You see every feature of the white pine grove with distinctness, -- the stems of the trees, then the dark shade, then their fresh sunlit outsides -- and an inky darkness as of night under the edge of the woods, now at noonday heralding the evening of the year.
Journal, August 15, 1853

There is an abundant crop of cones on the white pines this year, and they are now for the most part brown and open. They make a great show even sixty rods off. The tops of the high trees for six or ten feet downward are quite browned with them, hanging straight downward. It is worth the while to observe this evidence of fertility, even in the white pine, which commonly we do not regard as a fruit-bearing tree. It is worth a long walk to look from some favorable point over a pine forest whose tops are thus covered with the brown cones just opened, — from which the winged seeds have fallen or are ready to fall. It is really a rich and interesting sight. How little observed are the fruits which we do not use! How few attend to the ripening and dispersion of the pine seed!
Journal, September 18, 1859

The pine fall, i.e. the change is commenced, and the trees are mottled green and yellowish.
Journal, October 3, 1852

A new carpet of pine leaves is forming in the woods.
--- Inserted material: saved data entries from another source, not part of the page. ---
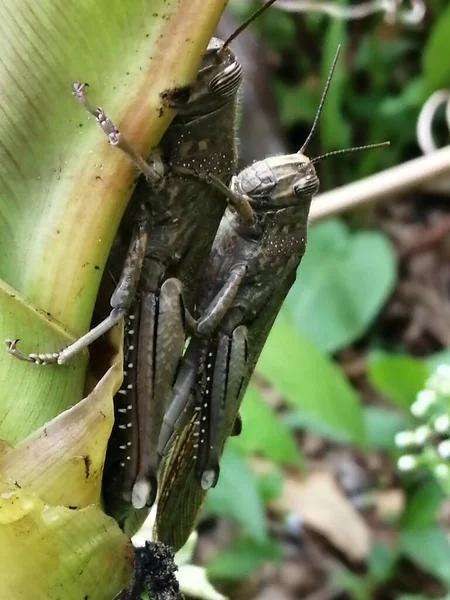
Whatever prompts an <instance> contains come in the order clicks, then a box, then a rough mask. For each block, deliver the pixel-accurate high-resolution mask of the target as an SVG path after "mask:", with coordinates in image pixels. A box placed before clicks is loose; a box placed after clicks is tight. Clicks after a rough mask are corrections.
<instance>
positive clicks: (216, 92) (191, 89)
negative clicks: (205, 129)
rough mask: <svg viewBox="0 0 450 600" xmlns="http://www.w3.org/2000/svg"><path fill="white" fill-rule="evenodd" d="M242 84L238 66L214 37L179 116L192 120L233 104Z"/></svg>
mask: <svg viewBox="0 0 450 600" xmlns="http://www.w3.org/2000/svg"><path fill="white" fill-rule="evenodd" d="M241 81H242V65H241V63H240V62H239V61H238V60H237V58H236V56H235V55H234V54H233V52H232V51H231V50H230V49H229V47H225V48H224V42H222V40H219V39H218V38H214V37H213V38H212V39H211V40H210V42H209V44H208V48H207V49H206V52H205V54H204V55H203V60H202V64H201V66H200V70H199V72H198V74H197V78H196V80H195V81H194V83H193V84H192V88H191V93H190V96H189V101H188V103H187V104H186V105H185V106H184V107H183V108H182V109H181V110H180V114H182V115H187V116H192V117H195V116H202V115H206V114H209V113H212V112H214V111H215V110H217V109H218V108H220V107H221V106H223V105H224V104H226V103H227V102H230V101H232V100H233V98H234V97H235V96H236V92H237V90H238V88H239V86H240V84H241Z"/></svg>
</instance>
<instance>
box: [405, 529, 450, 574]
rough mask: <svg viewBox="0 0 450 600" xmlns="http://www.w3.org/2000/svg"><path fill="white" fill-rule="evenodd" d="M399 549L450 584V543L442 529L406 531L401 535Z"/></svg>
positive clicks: (427, 529)
mask: <svg viewBox="0 0 450 600" xmlns="http://www.w3.org/2000/svg"><path fill="white" fill-rule="evenodd" d="M399 549H400V551H401V552H402V553H403V554H404V555H405V556H407V557H408V558H409V559H411V560H412V561H413V562H415V563H416V564H418V565H419V566H420V567H422V569H424V570H425V571H427V572H428V573H430V574H431V575H434V576H435V577H437V578H438V579H440V580H441V581H443V582H445V583H446V584H447V585H449V584H450V542H449V540H448V538H447V535H446V533H445V532H444V531H443V530H442V529H439V528H438V527H425V528H414V529H408V530H404V531H402V532H401V534H400V538H399Z"/></svg>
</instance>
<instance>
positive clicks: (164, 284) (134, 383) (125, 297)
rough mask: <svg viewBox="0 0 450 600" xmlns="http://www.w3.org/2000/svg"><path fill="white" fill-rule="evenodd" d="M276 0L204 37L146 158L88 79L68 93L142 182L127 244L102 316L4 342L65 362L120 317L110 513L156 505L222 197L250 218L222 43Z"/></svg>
mask: <svg viewBox="0 0 450 600" xmlns="http://www.w3.org/2000/svg"><path fill="white" fill-rule="evenodd" d="M275 1H276V0H269V2H267V3H266V5H265V6H263V7H262V9H260V10H259V11H257V12H256V13H255V14H254V15H253V16H252V17H251V18H250V19H249V20H248V21H247V22H246V23H245V24H244V26H242V27H240V28H239V29H238V30H237V31H236V32H235V33H234V34H233V35H232V36H231V37H230V38H229V40H227V42H225V43H223V42H221V41H220V40H218V39H216V38H213V39H212V40H211V41H210V43H209V45H208V48H207V50H206V53H205V55H204V57H203V62H202V65H201V68H200V71H199V73H198V75H197V78H196V80H195V82H194V84H193V85H192V86H191V89H190V90H189V92H190V94H189V99H188V101H187V102H181V103H180V104H179V106H175V107H176V108H178V109H179V110H178V115H177V116H176V117H175V119H174V121H173V122H172V124H171V126H170V127H169V129H168V131H167V133H166V134H165V136H164V137H163V139H162V141H161V143H160V146H159V147H158V152H157V153H155V154H154V155H152V157H150V159H149V160H148V161H147V162H146V161H144V160H143V159H142V158H141V157H139V156H138V155H137V154H136V153H135V152H134V151H133V149H132V148H131V147H130V145H129V144H128V143H127V142H126V140H125V139H124V137H123V136H122V135H121V133H120V132H119V131H118V130H117V129H116V128H115V126H114V124H113V123H112V121H111V120H110V119H109V118H108V117H107V116H106V115H105V113H104V112H103V110H102V109H100V108H95V107H93V106H92V105H91V104H90V103H89V101H88V99H87V96H86V86H85V85H83V84H74V86H73V93H74V95H75V97H76V98H77V99H78V100H79V101H80V102H81V103H82V104H83V105H84V107H85V108H86V109H87V110H88V111H89V112H90V113H91V114H92V115H94V117H95V118H96V120H97V121H98V123H99V124H100V125H101V127H102V129H103V131H104V132H105V134H106V135H107V137H108V140H109V142H110V143H111V144H112V145H114V146H117V147H118V148H120V149H122V150H123V151H124V152H126V153H127V154H128V156H129V157H130V158H131V159H132V160H133V161H134V162H135V164H136V165H137V167H138V169H140V171H141V172H142V173H143V174H144V176H145V178H146V179H147V181H144V180H143V181H141V182H139V183H138V186H137V188H136V190H135V193H134V196H133V198H132V200H131V202H130V205H129V208H128V209H127V211H126V213H125V216H124V219H123V221H122V223H121V226H120V230H119V235H118V239H117V240H116V242H118V243H116V247H119V248H120V247H121V246H122V245H123V244H122V240H124V241H125V242H127V241H128V243H129V246H128V251H127V252H126V257H125V260H124V268H123V270H122V274H121V276H120V279H119V282H118V285H117V287H116V290H115V292H114V294H113V295H112V298H111V306H112V311H111V314H110V315H109V317H108V318H106V319H105V320H104V321H102V322H101V323H100V324H99V325H98V326H97V327H95V328H94V329H93V330H91V331H90V332H89V333H88V334H86V335H85V336H83V337H82V338H81V339H79V340H77V341H76V342H75V343H74V344H72V345H71V346H69V347H68V348H65V349H63V350H62V351H61V352H55V353H44V354H30V355H24V354H22V353H21V352H20V351H19V350H18V349H17V346H16V343H15V342H10V341H8V342H7V346H8V349H9V351H10V352H11V353H12V354H14V355H15V356H17V357H18V358H22V359H25V360H29V361H32V362H35V363H38V364H49V363H55V362H57V363H59V364H64V363H66V362H67V361H69V360H70V358H72V357H73V356H74V355H75V354H76V353H77V352H79V351H80V350H81V349H83V348H85V347H86V346H87V345H88V344H90V343H91V342H92V341H94V340H95V339H97V338H98V337H100V336H101V335H102V334H103V333H105V332H106V331H107V330H108V329H110V328H111V327H112V326H113V325H115V324H116V323H118V322H119V321H120V320H121V318H122V317H124V316H127V323H126V339H125V355H126V356H125V358H126V361H125V368H124V371H125V382H124V385H123V387H122V389H121V390H120V391H119V393H118V395H117V397H116V399H115V407H116V424H115V428H114V434H113V436H112V440H111V443H110V447H109V450H108V457H107V465H106V479H105V481H106V486H107V488H108V489H109V492H108V490H107V493H106V494H105V499H106V501H107V503H108V504H110V505H111V506H110V509H111V511H112V512H114V513H116V514H117V510H116V507H115V503H116V502H115V501H116V500H117V501H118V504H119V505H120V504H121V501H124V502H125V504H126V505H127V504H130V503H131V504H132V505H133V507H134V508H136V509H141V508H144V507H145V506H150V505H151V504H153V502H154V499H155V494H156V489H157V482H156V475H157V469H158V465H159V462H160V459H161V457H160V456H158V454H157V452H156V450H157V448H156V445H157V441H158V434H159V430H160V427H161V423H162V420H163V415H164V413H165V410H166V408H167V406H168V403H169V400H170V394H171V386H172V383H173V381H174V379H175V374H176V371H177V367H178V362H179V359H180V356H181V355H182V352H183V346H184V342H185V337H186V332H185V310H186V314H188V315H189V314H192V313H193V309H194V297H195V292H196V289H197V287H198V284H199V281H200V278H201V274H202V272H203V270H204V265H205V263H206V260H207V257H208V254H209V251H210V248H211V244H212V242H213V239H214V235H215V233H216V230H217V228H218V225H219V222H220V220H221V217H222V215H223V213H224V210H225V207H226V200H228V202H230V203H234V206H235V210H236V211H237V212H238V213H239V215H240V217H241V218H242V220H243V221H244V222H247V223H250V222H251V221H252V218H253V217H252V215H253V211H252V209H251V207H250V205H249V203H248V202H247V200H246V199H244V198H242V197H241V196H240V195H238V194H234V193H233V192H232V191H231V190H230V189H229V187H228V184H229V182H230V179H231V176H232V175H233V174H234V172H235V170H236V143H235V119H236V100H237V90H238V88H239V85H240V83H241V80H242V68H241V65H240V63H239V61H238V60H237V59H236V57H235V56H234V54H233V53H232V52H231V51H230V49H229V44H230V42H231V40H232V39H234V37H235V36H236V35H237V34H238V33H239V32H240V31H241V30H242V29H243V28H244V27H245V26H246V25H247V24H248V23H249V22H250V21H251V20H253V19H254V18H255V17H256V16H257V15H258V14H260V13H261V12H262V10H265V9H267V8H268V6H270V5H271V4H273V3H274V2H275ZM149 184H150V185H149ZM181 292H183V294H181ZM182 296H183V297H182ZM108 499H109V502H108Z"/></svg>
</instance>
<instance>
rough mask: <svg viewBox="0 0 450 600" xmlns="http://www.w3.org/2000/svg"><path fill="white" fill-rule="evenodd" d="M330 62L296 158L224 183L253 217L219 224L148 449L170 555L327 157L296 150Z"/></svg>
mask: <svg viewBox="0 0 450 600" xmlns="http://www.w3.org/2000/svg"><path fill="white" fill-rule="evenodd" d="M338 54H339V49H338V51H337V53H336V55H335V57H334V61H333V64H332V66H331V69H330V73H329V76H328V79H327V82H326V85H325V89H324V91H323V94H322V98H321V101H320V104H319V108H318V110H317V114H316V117H315V120H314V123H313V126H312V129H311V132H310V134H309V135H308V137H307V140H306V141H305V143H304V144H303V146H302V148H301V149H300V150H299V152H297V153H296V154H290V155H285V156H274V157H271V158H267V159H266V160H263V161H259V162H256V163H254V164H253V165H252V166H250V167H248V168H246V169H244V170H243V171H242V172H241V173H240V174H239V175H238V176H237V177H234V178H233V179H232V181H231V185H230V188H231V190H232V191H233V193H235V194H237V195H240V196H242V197H243V198H245V199H247V200H248V201H249V202H250V204H251V206H252V209H253V211H254V214H255V218H254V221H253V223H251V224H247V223H244V222H243V221H242V219H241V218H240V216H239V215H238V214H237V212H236V211H235V210H234V209H233V208H232V207H229V208H228V209H227V210H226V212H225V215H224V217H223V219H222V221H221V224H220V227H219V229H218V232H217V234H216V238H215V240H214V244H213V246H212V249H211V253H210V257H209V261H208V264H207V267H206V271H205V276H204V284H203V286H202V287H201V289H200V291H199V294H198V297H197V310H198V314H200V315H201V317H200V318H199V319H198V321H197V323H196V331H195V334H194V335H193V336H192V338H191V341H190V343H189V346H188V348H187V350H186V353H185V355H184V357H183V359H182V364H181V367H180V369H179V372H178V376H177V379H176V382H175V385H174V392H173V396H172V400H171V403H170V406H169V408H168V410H167V412H166V414H165V416H164V420H163V425H162V428H161V434H160V438H159V443H158V453H159V457H160V460H162V461H164V462H163V466H162V469H161V474H160V488H159V493H158V499H157V517H156V524H155V535H156V537H157V539H159V540H160V541H162V542H164V543H166V544H168V545H170V546H173V547H174V548H175V549H178V548H180V547H181V546H182V545H183V544H184V543H185V541H186V539H187V537H188V536H189V534H190V532H191V531H192V529H193V526H194V525H195V522H196V519H197V516H198V513H199V510H200V508H201V506H202V503H203V499H204V497H205V492H206V491H207V490H208V489H209V488H211V487H213V486H215V485H216V482H217V480H218V477H219V459H220V456H221V453H222V450H223V446H224V444H225V441H226V439H227V438H228V436H229V435H230V434H231V435H233V434H237V433H239V431H240V427H241V425H240V419H239V416H238V410H239V406H240V403H241V400H242V397H243V394H244V392H245V389H246V387H247V385H248V382H249V380H250V377H251V375H252V373H253V370H254V367H255V365H256V362H257V360H258V357H259V355H260V353H261V351H262V348H263V346H264V344H265V342H266V339H267V336H268V334H269V332H270V329H271V327H272V325H273V323H274V320H275V318H276V316H277V314H278V311H279V309H280V307H281V305H282V303H283V301H284V299H285V297H286V295H287V293H288V291H289V289H290V287H291V286H292V284H293V283H294V280H295V277H296V270H297V267H298V265H299V263H300V261H301V258H302V256H303V254H304V251H305V245H306V236H307V221H308V213H309V207H310V203H311V199H312V197H313V196H314V194H315V193H316V192H317V191H318V189H319V179H318V176H317V174H316V171H315V165H316V164H317V163H318V162H319V161H320V160H322V159H323V158H325V156H329V155H331V154H335V153H334V152H333V153H329V155H323V156H319V157H317V158H315V159H312V160H310V159H309V158H308V157H307V156H305V155H304V151H305V149H306V147H307V145H308V143H309V141H310V139H311V136H312V135H313V133H314V131H315V129H316V126H317V123H318V119H319V116H320V113H321V110H322V107H323V103H324V101H325V98H326V95H327V92H328V87H329V85H330V82H331V78H332V75H333V72H334V69H335V65H336V61H337V59H338ZM379 146H380V145H379V144H377V145H374V146H373V147H379ZM368 147H369V146H368ZM368 147H367V148H368ZM359 149H361V148H352V149H349V150H345V151H337V152H349V151H354V150H359ZM192 413H193V415H194V416H191V415H192ZM186 415H189V419H188V422H187V425H185V422H186ZM177 435H178V438H177V437H176V436H177ZM174 439H175V441H174V442H173V440H174Z"/></svg>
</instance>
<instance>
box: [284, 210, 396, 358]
mask: <svg viewBox="0 0 450 600" xmlns="http://www.w3.org/2000/svg"><path fill="white" fill-rule="evenodd" d="M395 279H396V261H395V255H394V251H393V248H392V246H391V244H390V242H389V240H388V239H387V238H386V236H384V235H383V234H381V233H378V232H368V231H365V232H360V233H357V234H354V235H352V234H350V233H349V231H348V229H347V227H346V226H345V225H344V223H343V222H342V221H339V220H337V219H332V220H329V221H326V222H324V223H319V224H318V225H314V226H313V227H311V229H310V232H309V239H308V245H307V249H306V254H305V257H304V259H303V261H302V263H301V265H300V268H299V270H298V274H297V280H296V282H295V283H294V285H293V286H292V289H291V291H290V293H289V296H288V299H287V302H288V305H289V308H290V309H291V311H292V315H293V317H294V320H295V324H296V326H297V327H298V329H299V331H301V332H302V333H304V334H305V335H306V336H307V337H308V338H309V339H310V340H311V341H313V342H315V343H316V345H317V346H318V347H319V348H321V349H322V350H324V351H327V352H334V351H336V350H338V349H339V348H342V347H344V346H346V345H348V344H349V343H351V342H353V341H354V340H356V339H357V338H359V337H360V336H361V335H362V334H364V333H365V332H366V331H367V329H368V327H369V326H370V325H371V323H372V322H373V320H374V319H375V318H376V316H377V315H378V313H379V312H380V310H381V308H382V306H383V304H384V303H385V301H386V299H387V298H388V296H389V294H390V293H391V292H392V289H393V286H394V284H395Z"/></svg>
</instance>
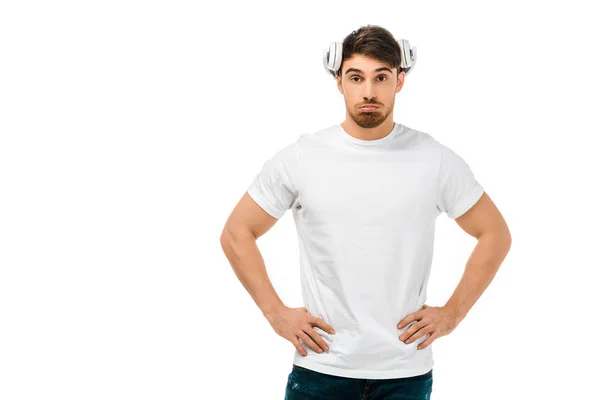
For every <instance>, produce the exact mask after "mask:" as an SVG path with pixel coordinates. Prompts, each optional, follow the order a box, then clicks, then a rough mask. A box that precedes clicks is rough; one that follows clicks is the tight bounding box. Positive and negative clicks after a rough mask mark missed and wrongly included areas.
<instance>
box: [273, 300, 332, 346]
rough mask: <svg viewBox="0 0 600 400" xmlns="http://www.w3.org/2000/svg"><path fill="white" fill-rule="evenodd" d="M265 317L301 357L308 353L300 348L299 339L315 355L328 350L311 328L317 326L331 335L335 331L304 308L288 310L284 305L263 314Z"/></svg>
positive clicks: (273, 326)
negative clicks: (306, 346) (286, 339)
mask: <svg viewBox="0 0 600 400" xmlns="http://www.w3.org/2000/svg"><path fill="white" fill-rule="evenodd" d="M265 317H266V318H267V320H268V321H269V323H270V324H271V327H273V329H274V330H275V332H277V334H278V335H279V336H281V337H282V338H284V339H287V340H289V341H290V342H292V344H293V345H294V346H295V347H296V349H298V351H299V352H300V354H302V355H303V356H306V355H308V353H307V351H306V349H304V347H302V344H301V343H300V340H299V339H302V342H304V343H306V344H307V345H308V346H310V348H311V349H313V350H314V351H316V352H317V353H322V352H323V350H325V351H328V350H329V346H327V343H325V341H324V340H323V338H322V337H321V336H320V335H319V333H318V332H317V331H315V330H314V329H313V326H318V327H319V328H321V329H323V330H324V331H325V332H329V333H331V334H334V333H335V331H334V330H333V328H332V327H331V326H330V325H329V324H327V323H326V322H325V321H323V320H322V319H321V318H318V317H315V316H313V315H311V314H310V313H309V312H308V310H307V309H306V308H305V307H299V308H290V307H286V306H285V305H284V306H281V307H280V308H278V309H277V310H275V311H272V312H270V313H268V314H265Z"/></svg>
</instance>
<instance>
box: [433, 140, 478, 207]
mask: <svg viewBox="0 0 600 400" xmlns="http://www.w3.org/2000/svg"><path fill="white" fill-rule="evenodd" d="M440 146H441V149H440V151H441V154H440V170H439V182H438V199H437V207H438V209H439V210H440V212H445V213H446V214H447V215H448V218H452V219H456V218H458V217H460V216H461V215H462V214H464V213H465V212H466V211H467V210H469V209H470V208H471V207H472V206H473V205H474V204H475V203H476V202H477V200H479V198H480V197H481V196H482V195H483V193H484V189H483V187H482V185H481V184H480V183H479V182H478V181H477V179H475V176H474V174H473V172H472V171H471V168H470V167H469V165H468V164H467V163H466V162H465V160H464V159H463V158H461V157H460V156H459V155H458V154H456V153H455V152H454V151H452V150H451V149H450V148H448V147H447V146H445V145H444V144H441V143H440Z"/></svg>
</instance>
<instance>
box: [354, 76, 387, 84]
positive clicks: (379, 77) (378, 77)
mask: <svg viewBox="0 0 600 400" xmlns="http://www.w3.org/2000/svg"><path fill="white" fill-rule="evenodd" d="M381 77H383V78H385V79H384V80H387V76H385V75H379V76H378V78H381ZM354 78H358V79H361V78H360V76H356V75H355V76H353V77H351V78H350V80H351V81H352V82H356V81H355V80H354ZM379 82H383V81H382V80H380V81H379Z"/></svg>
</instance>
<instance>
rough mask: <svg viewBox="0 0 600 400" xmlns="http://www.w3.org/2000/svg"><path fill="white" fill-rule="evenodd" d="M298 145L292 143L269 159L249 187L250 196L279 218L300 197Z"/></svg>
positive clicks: (269, 212) (252, 181)
mask: <svg viewBox="0 0 600 400" xmlns="http://www.w3.org/2000/svg"><path fill="white" fill-rule="evenodd" d="M296 146H297V144H296V143H292V144H290V145H288V146H286V147H284V148H283V149H281V150H279V151H278V152H277V153H276V154H275V155H274V156H273V157H271V159H269V160H267V161H266V162H265V163H264V164H263V166H262V169H261V170H260V171H259V172H258V173H257V174H256V175H255V177H254V180H253V181H252V183H251V184H250V186H249V187H248V189H247V192H248V194H249V195H250V197H252V199H253V200H254V201H255V202H256V203H257V204H258V205H259V206H260V207H261V208H262V209H263V210H265V211H266V212H267V213H269V214H270V215H272V216H273V217H275V218H277V219H279V218H281V217H283V215H284V214H285V212H286V210H288V209H290V208H291V207H292V204H293V203H294V201H295V200H296V199H297V197H298V190H297V183H296V181H297V177H298V154H297V147H296Z"/></svg>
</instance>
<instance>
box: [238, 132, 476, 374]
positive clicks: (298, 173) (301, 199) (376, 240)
mask: <svg viewBox="0 0 600 400" xmlns="http://www.w3.org/2000/svg"><path fill="white" fill-rule="evenodd" d="M247 190H248V194H249V195H250V196H251V197H252V198H253V199H254V201H256V203H257V204H258V205H259V206H260V207H261V208H263V209H264V210H265V211H266V212H268V213H269V214H270V215H272V216H273V217H275V218H281V217H282V216H283V215H284V213H285V212H286V210H288V209H290V208H291V209H292V212H293V216H294V220H295V224H296V230H297V233H298V244H299V254H300V272H301V274H300V277H301V287H302V297H303V300H304V307H306V309H307V310H308V311H309V312H310V313H311V314H312V315H314V316H317V317H319V318H322V319H323V320H325V321H326V322H327V323H329V325H331V326H332V327H333V328H334V329H335V331H336V333H335V334H330V333H328V332H325V331H323V330H322V329H321V328H319V327H316V326H315V327H313V329H315V331H317V332H318V333H319V335H320V336H321V337H323V339H324V340H325V342H326V343H327V344H328V345H329V352H323V353H317V352H315V351H313V350H312V349H311V348H310V347H309V346H307V345H305V344H302V345H303V347H304V348H305V349H306V350H307V352H308V355H307V356H302V355H301V354H300V353H299V352H298V350H295V354H294V359H293V363H294V364H296V365H299V366H302V367H305V368H308V369H311V370H314V371H317V372H321V373H325V374H329V375H337V376H342V377H348V378H362V379H389V378H403V377H410V376H416V375H422V374H425V373H427V372H429V370H431V369H432V367H433V357H432V345H429V346H427V347H426V348H425V349H421V350H417V345H418V344H419V343H422V342H423V341H425V340H426V339H427V338H428V337H429V335H424V336H422V337H421V338H419V339H418V340H416V341H414V342H412V343H409V344H406V343H404V342H402V341H401V340H400V339H399V338H398V337H399V336H400V335H401V334H402V332H404V331H405V330H406V329H408V328H409V327H410V326H411V325H412V324H409V325H408V326H405V327H404V328H402V329H398V328H397V325H398V323H399V322H400V321H401V320H402V319H403V318H404V317H405V316H407V315H408V314H410V313H412V312H415V311H417V310H419V309H420V308H421V307H422V306H423V304H424V303H425V300H426V298H427V281H428V279H429V273H430V270H431V261H432V255H433V240H434V231H435V222H436V218H437V217H438V216H439V214H440V213H442V212H444V213H446V214H447V216H448V217H449V218H456V217H458V216H460V215H462V214H463V213H464V212H465V211H467V210H468V209H469V208H471V206H473V205H474V204H475V202H477V200H478V199H479V198H480V197H481V195H482V194H483V191H484V190H483V187H482V186H481V185H480V184H479V182H478V181H477V180H476V179H475V177H474V175H473V173H472V171H471V169H470V168H469V166H468V165H467V163H466V162H465V161H464V160H463V159H462V158H461V157H460V156H458V155H457V154H456V153H454V152H453V151H452V150H450V149H449V148H448V147H446V146H445V145H443V144H441V143H440V142H439V141H437V140H436V139H434V138H433V137H432V136H431V135H429V134H427V133H423V132H420V131H417V130H414V129H412V128H409V127H407V126H405V125H402V124H399V123H396V124H395V125H394V128H393V130H392V132H391V133H390V134H388V135H387V136H385V137H383V138H381V139H376V140H361V139H358V138H355V137H353V136H351V135H350V134H348V133H347V132H346V131H345V130H344V129H343V128H342V126H341V125H340V124H336V125H333V126H331V127H329V128H326V129H322V130H320V131H317V132H315V133H305V134H301V135H300V136H299V137H298V138H297V139H296V141H295V142H294V143H292V144H290V145H288V146H286V147H284V148H283V149H281V150H280V151H278V152H277V153H276V154H275V155H274V156H273V157H272V158H271V159H270V160H268V161H267V162H265V163H264V165H263V167H262V170H261V171H260V172H259V173H258V174H257V175H256V177H255V178H254V180H253V182H252V184H251V185H250V186H249V187H248V189H247Z"/></svg>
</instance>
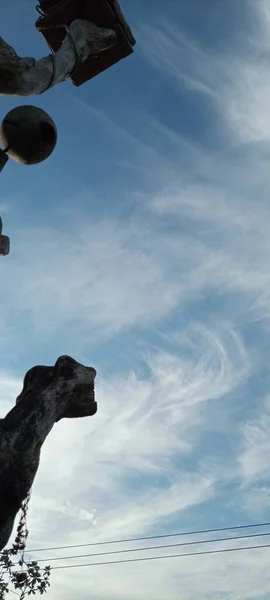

The forest is laying down her carpet for the winter.
Journal, October 12, 1852

The pines, both white and pitch, have now shed their leaves, and the ground in the pine woods is strewn with the newly fallen needles.
Journal, October 22, 1851

The ground is strewn with pine-needles as sunlight.
Journal, October 25, 1853

Measure some pine stumps on Tommy Wheeler's land, about that now frosty hollow, cut as I judge from sprouts four years ago. One, having 164 rings, sprang up at least one hundred and sixty-eight years ago, or about the year 1692, or fifty-seven years after the settlement, 1635.
Journal, November 1, 1860


I notice along the Corner road, beyond Abiel Wheeler's, quite a number of little white pines springing up against the south wall, whose seed must have been blown from Hubbard's Grove some fifty rods east.
Journal, November 8, 1860

Measured a stick of round timber, probably white pine, on the cars this afternoon, -- ninety-five feet long, nine and ten-twelfths in circumference at butt, and six and two-twelfths in circumference at small end, quite straight. From Vermont.
Journal, November 18, 1852


The pines standing in the ocean of mist, seen from the Cliffs, are trees in every stage of transition from the actual to the imaginary. As you advance, the trees gradually come out of the mist and take form before your eyes.
Journal, November 29, 1850

The evergreens are greener than ever. There is a peculiar bright light on the pines and on their stems. The lichens on their bark reflect it.
Journal, December 5, 1850

Now that the ground is covered with snow, the pine woods seen from the hilltops are not green but a dark brown, greenish-brown perhaps. You see dark patches of wood.
Journal, December 26, 1850

The white pines look greener than usual in this gentle rain, and every needle has a drop at the end of it. There is a mist in the air which partially conceals them, and they seem of a piece with it. Journal, December 28, 1851

The round greenish-yellow lichens on the white pines loom through the mist. The trees appear all at once covered with their crop of lichens and mosses of all kinds, the livid green of some, the fruit of others. Your eyes run swiftly through the mist to these things only. They eclipse the trees they cover.
Journal, December 31, 1851

I see where the squirrels have torn the pine cones in pieces to come at their seeds. And in some cases the mice have nibbled the buds of the pitch pines, where the plumes have been bent down by the snow.